Bab 1
Penyangkalan
(Bagian 1)
Akane berdiri di depan pintu masuk rumahnya. Sampai saat ini, Akane selalu melihat Saito sebagai cowok yang paling dia benci, jadi tinggal bersama dengannya itu agak bisa diatur buatnya. Namun, sekarang Akane sudah menyadari bagaimana perasaannya yang sesungguhnya, dan ini sangat memalukan. Dan ya, mengerikan. Akane bahkan tidak tahu wajah macam apa yang mesti dia pasang ketika bertemu dengan Saito, sampai ke titik di mana dia terdiam karena khawatir kalau dia mungkin akan melakukan sesuatu yang canggung. Bahkan, dia punya firasat yang sudah terjadi akhir-akhir ini. Karena Akane tidak pernah punya pengalaman dalam urusan cinta, situasi menikah dengan cowok yang dia dicintai dan bahkan tinggal bersama dengannya terlalu menggairahkan buatnya.

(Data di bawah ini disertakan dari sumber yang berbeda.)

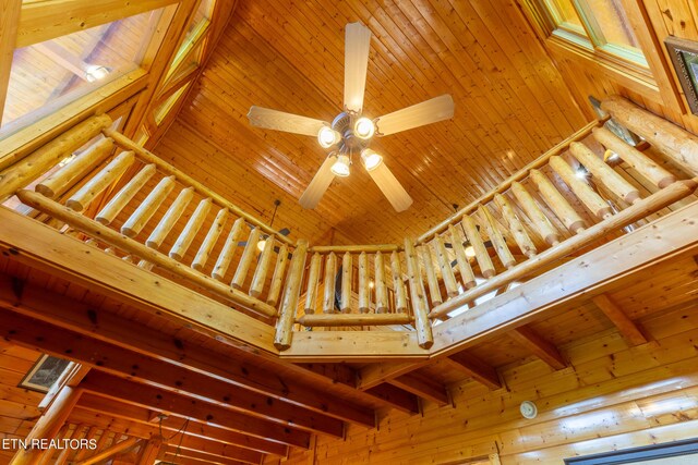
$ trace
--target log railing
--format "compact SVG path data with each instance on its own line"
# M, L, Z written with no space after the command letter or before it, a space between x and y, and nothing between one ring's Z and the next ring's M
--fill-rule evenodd
M602 108L649 146L633 147L603 121L590 123L399 244L293 243L108 129L106 117L0 172L0 200L16 194L49 224L109 254L276 318L279 350L290 346L293 331L376 327L414 331L429 347L438 319L630 231L695 192L696 136L621 98ZM125 172L132 175L119 182ZM118 188L97 205L110 186Z

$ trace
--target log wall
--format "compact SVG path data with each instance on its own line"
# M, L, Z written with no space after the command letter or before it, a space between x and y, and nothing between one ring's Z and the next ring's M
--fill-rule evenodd
M614 330L562 346L570 367L540 360L500 370L506 388L450 387L453 405L423 415L390 412L375 430L350 427L346 440L318 437L288 464L461 464L498 453L501 463L563 458L698 435L698 306L643 322L652 342L629 347ZM678 388L683 388L678 390ZM519 404L534 401L535 419Z

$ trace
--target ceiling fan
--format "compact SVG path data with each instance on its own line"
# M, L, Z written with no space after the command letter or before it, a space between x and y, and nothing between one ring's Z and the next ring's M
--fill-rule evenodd
M371 30L361 23L346 27L345 98L344 111L332 124L284 111L253 106L248 118L250 124L268 130L285 131L317 137L317 143L329 150L327 158L299 199L303 208L315 208L335 176L348 176L354 157L378 185L397 211L407 210L412 198L383 157L369 148L372 137L386 136L425 124L448 120L454 115L454 100L442 95L421 103L371 120L362 114Z

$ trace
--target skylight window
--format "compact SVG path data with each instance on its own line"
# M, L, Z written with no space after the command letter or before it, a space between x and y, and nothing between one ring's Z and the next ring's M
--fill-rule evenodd
M70 360L44 354L20 382L20 388L47 393L70 364Z
M139 69L163 10L16 49L0 135Z

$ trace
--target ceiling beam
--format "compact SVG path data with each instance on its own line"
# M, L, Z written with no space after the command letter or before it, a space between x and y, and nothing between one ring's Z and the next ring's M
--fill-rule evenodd
M567 367L567 362L557 351L557 347L535 332L529 325L520 326L508 332L508 334L553 369L561 370Z
M0 303L9 305L12 311L204 374L233 387L285 400L293 405L369 428L375 425L375 415L371 408L333 397L326 390L321 391L309 383L299 383L291 379L291 376L279 376L278 372L272 372L261 366L190 344L182 338L182 333L173 335L160 331L143 331L143 327L135 321L108 311L99 311L16 278L0 276ZM354 371L350 367L339 366L345 371L350 371L344 375L346 382L342 382L342 386L353 389ZM311 366L306 367L311 369ZM320 369L317 365L315 367ZM320 371L318 376L313 377L313 382L316 384L317 380L325 380L327 384L336 383L337 369L339 368L333 372ZM294 370L304 372L301 368ZM349 380L351 384L348 383Z
M103 397L91 392L83 393L77 405L84 411L92 411L96 414L121 418L122 420L132 424L140 424L139 426L142 427L147 435L157 433L161 426L163 430L167 431L167 436L171 436L173 432L182 430L185 421L184 419L176 416L166 416L161 419L157 418L156 421L153 419L154 412L151 409L125 402ZM159 415L159 412L156 413ZM157 428L158 430L147 428ZM190 421L186 427L186 431L184 432L189 436L222 442L230 445L237 445L240 448L262 452L264 454L285 456L288 450L286 445L279 444L277 442L255 438L237 431L230 431L229 429L222 429L198 421ZM145 438L147 437L148 436L145 436Z
M500 381L497 370L482 362L480 358L477 358L466 352L459 352L448 358L454 362L454 366L458 367L476 381L486 386L489 389L502 388L502 381Z
M418 374L408 374L388 381L390 384L411 392L422 399L435 402L438 406L447 405L448 392L443 384L433 382Z
M635 323L625 315L623 309L613 302L607 294L599 294L591 299L597 307L609 317L611 322L618 329L623 339L630 345L640 345L649 341L639 325Z
M87 375L81 388L155 412L190 418L282 444L308 448L310 442L310 433L306 431L237 414L218 405L98 371Z
M263 420L342 437L344 423L327 415L252 392L200 372L172 366L119 346L80 335L56 331L50 325L0 309L7 330L2 334L19 344L68 356L81 364L121 377L142 380L159 389L176 391ZM95 354L99 354L96 356ZM97 375L96 375L97 376ZM232 414L232 412L231 412Z

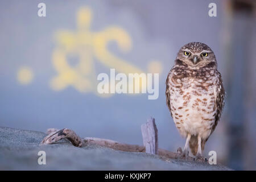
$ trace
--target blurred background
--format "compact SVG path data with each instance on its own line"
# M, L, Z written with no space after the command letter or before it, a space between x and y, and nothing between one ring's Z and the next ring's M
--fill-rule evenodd
M0 25L1 126L142 144L141 125L152 116L159 147L176 151L185 139L165 81L180 48L201 42L214 52L227 93L204 155L214 150L222 164L256 169L255 1L1 1ZM99 94L97 76L110 68L159 73L158 99Z

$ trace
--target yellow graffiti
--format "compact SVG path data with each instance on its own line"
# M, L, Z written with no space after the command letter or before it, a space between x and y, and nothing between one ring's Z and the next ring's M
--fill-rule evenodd
M52 60L58 75L50 82L53 90L60 90L72 86L81 92L93 92L97 94L94 60L109 68L115 68L118 72L143 72L108 49L108 44L114 41L122 52L131 50L132 43L128 33L118 26L110 26L101 31L93 32L90 29L92 15L89 7L80 9L77 15L77 31L60 31L56 34L57 47L53 51ZM78 57L76 65L69 64L69 56Z
M17 80L22 85L30 84L33 80L33 72L27 67L22 67L18 71Z

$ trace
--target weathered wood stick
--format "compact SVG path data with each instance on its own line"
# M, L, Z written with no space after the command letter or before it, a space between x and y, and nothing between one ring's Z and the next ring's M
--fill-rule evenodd
M141 125L141 132L146 153L158 154L158 129L155 118L151 118L147 123Z
M48 130L48 133L49 133L49 134L44 138L40 144L52 144L61 139L67 139L73 145L76 147L86 146L90 144L126 152L146 152L145 146L140 145L126 144L109 139L98 138L86 137L82 139L76 135L73 131L67 129L63 129L60 130L51 129L49 130ZM179 153L175 153L161 148L158 150L158 155L159 156L168 159L183 159L181 158L181 153L180 151ZM187 157L186 159L191 161L195 160L195 158L190 156Z

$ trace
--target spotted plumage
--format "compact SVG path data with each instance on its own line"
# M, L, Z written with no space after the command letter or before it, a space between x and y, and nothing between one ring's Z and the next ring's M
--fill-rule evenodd
M201 156L224 105L225 90L213 52L193 42L179 51L166 80L166 102L175 125L194 155Z

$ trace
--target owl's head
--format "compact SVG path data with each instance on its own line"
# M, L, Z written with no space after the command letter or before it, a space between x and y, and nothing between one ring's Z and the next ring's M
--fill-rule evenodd
M213 52L207 45L200 42L191 42L183 46L176 60L191 68L201 68L209 63L217 64Z

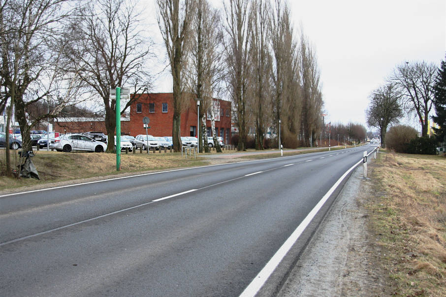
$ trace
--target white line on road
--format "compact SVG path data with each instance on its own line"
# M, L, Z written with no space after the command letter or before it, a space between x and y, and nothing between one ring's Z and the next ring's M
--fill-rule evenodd
M155 200L152 200L152 202L158 202L159 201L161 201L161 200L164 200L165 199L168 199L169 198L172 198L172 197L176 197L177 196L179 196L180 195L182 195L183 194L186 194L187 193L190 193L191 192L194 192L196 191L196 189L192 189L192 190L190 190L189 191L186 191L185 192L181 192L181 193L178 193L176 194L174 194L173 195L170 195L170 196L167 196L167 197L163 197L162 198L159 198L159 199L155 199Z
M307 226L308 226L312 220L314 218L315 216L316 215L316 214L318 213L318 212L319 211L319 210L320 209L324 203L325 203L331 194L333 194L333 192L334 192L334 190L338 187L342 180L345 178L346 176L347 176L350 171L354 169L356 166L362 162L362 160L361 159L356 164L352 166L350 169L346 171L346 172L342 175L342 176L341 176L330 190L328 190L328 192L324 195L323 197L322 197L318 204L316 204L316 206L312 209L311 211L310 212L306 217L302 221L302 223L297 226L297 228L294 230L292 234L291 234L288 239L287 239L287 241L284 243L282 246L280 247L280 248L279 248L277 252L276 252L271 260L268 262L266 265L265 265L263 268L260 270L255 277L254 278L254 279L253 280L248 286L246 287L246 289L245 289L242 293L240 295L241 297L254 297L254 296L255 296L255 295L257 294L266 280L274 272L276 267L279 265L279 264L280 263L282 260L283 260L284 257L285 257L287 253L288 253L293 245L294 244L300 236L301 234L304 231L304 230L307 228Z

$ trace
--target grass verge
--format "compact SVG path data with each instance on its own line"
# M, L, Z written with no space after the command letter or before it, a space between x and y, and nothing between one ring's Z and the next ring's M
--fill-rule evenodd
M372 230L393 295L446 296L446 159L380 153L371 164ZM382 255L383 256L383 255Z
M207 165L202 158L182 158L181 153L121 154L120 170L116 170L116 155L95 153L61 153L38 151L32 158L40 180L0 176L0 191L26 187L40 186L50 183ZM0 164L4 165L4 154ZM16 162L11 156L11 165Z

—Tenanglah…Aku cuma mesti bersikap sama seperti biasanya. Ia itu makhluk hijau. Dan karena ia itu makhluk hijau, ia itu bukan manusia. Aku tidak punya alasan untuk mengkhawatirkannya.
Sebuah pemikiran yang kasar terlintas dalam benak Akane, yang dia gunakan untuk menenangkan dirinya. Menarik napas dalam-dalam lalu, Akane membuka pintu depan.

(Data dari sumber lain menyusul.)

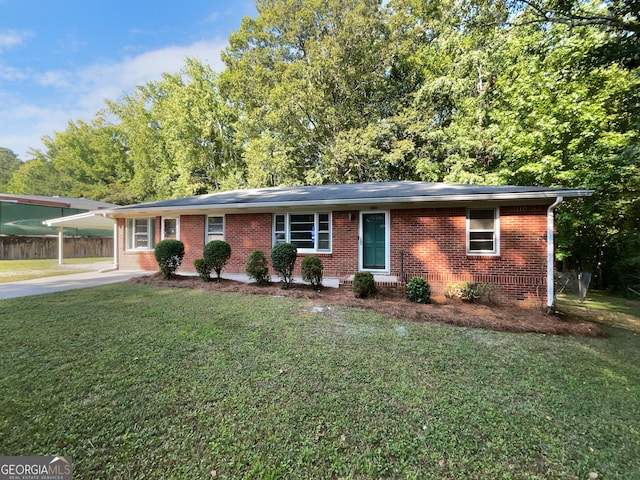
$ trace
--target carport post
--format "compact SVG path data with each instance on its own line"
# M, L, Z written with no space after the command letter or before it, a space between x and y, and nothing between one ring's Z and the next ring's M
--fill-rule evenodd
M58 227L58 265L62 265L64 257L64 227Z
M118 221L113 221L113 268L118 270Z

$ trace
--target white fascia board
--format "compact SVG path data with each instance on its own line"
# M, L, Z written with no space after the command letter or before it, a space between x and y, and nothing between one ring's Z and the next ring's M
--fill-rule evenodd
M101 210L100 212L91 211L68 215L66 217L50 218L49 220L44 220L42 223L48 227L104 228L112 226L113 219L104 215L104 212Z
M253 211L275 211L281 209L299 209L305 207L350 207L363 205L402 205L425 203L458 203L458 202L478 202L478 201L526 201L526 200L555 200L558 196L565 199L589 197L593 190L554 190L542 192L521 192L521 193L490 193L490 194L466 194L466 195L430 195L415 197L380 197L380 198L352 198L352 199L331 199L331 200L306 200L298 202L255 202L255 203L227 203L211 205L185 205L185 206L164 206L164 207L140 207L128 208L126 210L105 210L103 213L111 218L126 218L133 216L152 215L176 215L180 213L208 213L220 212L244 212Z

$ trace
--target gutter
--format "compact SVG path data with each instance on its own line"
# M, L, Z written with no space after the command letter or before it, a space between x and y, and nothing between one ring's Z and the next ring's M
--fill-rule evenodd
M207 210L227 210L243 213L244 211L261 209L273 210L292 207L338 207L348 206L357 208L367 205L393 205L393 204L420 204L431 202L470 202L470 201L522 201L522 200L543 200L546 198L578 198L587 197L593 193L592 190L560 190L556 192L528 192L523 193L494 193L494 194L466 194L466 195L422 195L411 197L371 197L371 198L335 198L329 200L288 200L288 201L254 201L246 203L216 203L215 199L211 203L198 203L187 205L158 205L156 202L150 204L139 204L125 207L106 209L101 212L103 216L109 218L127 217L129 214L148 214L148 212L201 212ZM164 203L164 202L162 202Z
M556 304L553 278L555 271L554 210L563 200L562 196L558 195L556 201L549 205L547 209L547 313L552 313Z

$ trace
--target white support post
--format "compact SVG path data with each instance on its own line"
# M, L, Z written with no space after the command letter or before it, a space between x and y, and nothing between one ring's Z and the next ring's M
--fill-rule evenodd
M117 270L118 265L118 220L113 221L113 269Z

"Oh, selamat datang kembali."
Saito yang setengah telanjang berdiri di lorong, meminum protein kocok. Saito mengenakan handuk yang dililit di pinggangnya, yang masih sedikit basah selesai mandi yang mungkin ia lakukan beberapa saat sebelumnya, bertindak laksana kakek-kakek di pemandian air panas.
"Apa sih yang kamu lakukan ini?!" Akane seketika menutupi matanya dengan tas sekolahnya.
"Minum protein kocok?" Saito dengan blak-blakan menjawab.
"Kalau soal itu aku juga tahu! Yang aku tanyakan padamu itu mengapa kamu telanjang!"
"Karena aku perlahan akan menyatu dengan Ibu Pertiwi?"
"Kita berada di dalam rumah buatan manusia! Mana ada Ibu Pertiwi di sini!"
Saito menghela napas.
"Ini kan rumahku, jadi aku bebas melakukan apapun yang aku mau. Lagipula tidak ada yang melihat juga."
"Aku dipaksa untuk melihat keadaan tepat pada saat ini!"
"Kamu sudah pernah melihatku mengenakan pakaian lebih minim lagi di kolam renang dan selama jam pelajaran renang, bukan?"
"Mungkin, tetapi tetap saja!"
Karena Akane saat ini sadar sepenuhnya akan Saito sebagai cowok, cara Akane melihat segala hal sudah berubah sepenuhnya. Selain itu, cuma ada mereka berdua saat ini, jadi tentu saja, jantung Akane berdebar kencang.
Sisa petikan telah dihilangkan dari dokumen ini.